I think I'll give it a try to The KMPlayer.

rick.ca:
Get serious. Get J. River Media Center.

I don't know which of those mentioned, if any, will use CoreAVC. My understanding is it's a big help to older systems trying to handle HD video.

Hyomil:
I haven't tried J. River Media Center yet, but KMPlayer now has a ton of options.  I use BSPlayer for screenshots because its the only player I've found that enables you to frame-step backwards as rapidly as forward.  This is due to, when you frame-step forward, all the frames are stored in RAM, so you can instantly step back through them to pick the best frame.  Some other players enable backward-stepping but they're either slow or only step back to the previous keyframe.  (I use the ShuttleXpress jog-shuttle rather than the keyboard to make it even faster.)  You can also configure it to save both the timecode and the frame number in the filename of the screenshot.

buah:
Yes, you're right.

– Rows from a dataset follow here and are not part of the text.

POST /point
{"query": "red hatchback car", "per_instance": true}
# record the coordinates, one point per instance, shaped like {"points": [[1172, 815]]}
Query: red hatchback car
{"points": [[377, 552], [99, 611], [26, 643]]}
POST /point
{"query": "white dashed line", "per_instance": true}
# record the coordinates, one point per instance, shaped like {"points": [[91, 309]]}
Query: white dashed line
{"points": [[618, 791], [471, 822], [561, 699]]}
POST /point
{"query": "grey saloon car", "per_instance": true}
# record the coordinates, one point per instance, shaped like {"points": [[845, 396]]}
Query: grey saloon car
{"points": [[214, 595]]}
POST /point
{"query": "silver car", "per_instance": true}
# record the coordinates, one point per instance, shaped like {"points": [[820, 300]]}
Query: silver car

CoreAVC helps to handle HD video, but for me only in combination with GOM Player, used as an external filter.

rick.ca:

--- Quote ---Yes, you're right. CoreAVC helps to handle HD video, but for me only in combination with GOM Player, used as an external filter.
--- End quote ---

Which is why the claim any standalone player is good solution because "it plays everything" (as very commonly said about VLC) is misleading. The only way to play all video with the best video and the best audio for the devices you have available is to use the Windows filter system—with whatever filters are required in the circumstances. MC supports that, as well as allowing you to use whatever player you want, by file type. It can get complicated and very frustrating to configure properly, but that's what you need to do if you want quality.

All this may be unnecessary, of course, if you're just playing video on a PC with a crappy sound system. But many people today want to play anything they find on the Internet to a Blu-ray on a home theatre system. I don't think any standalone player will cut it.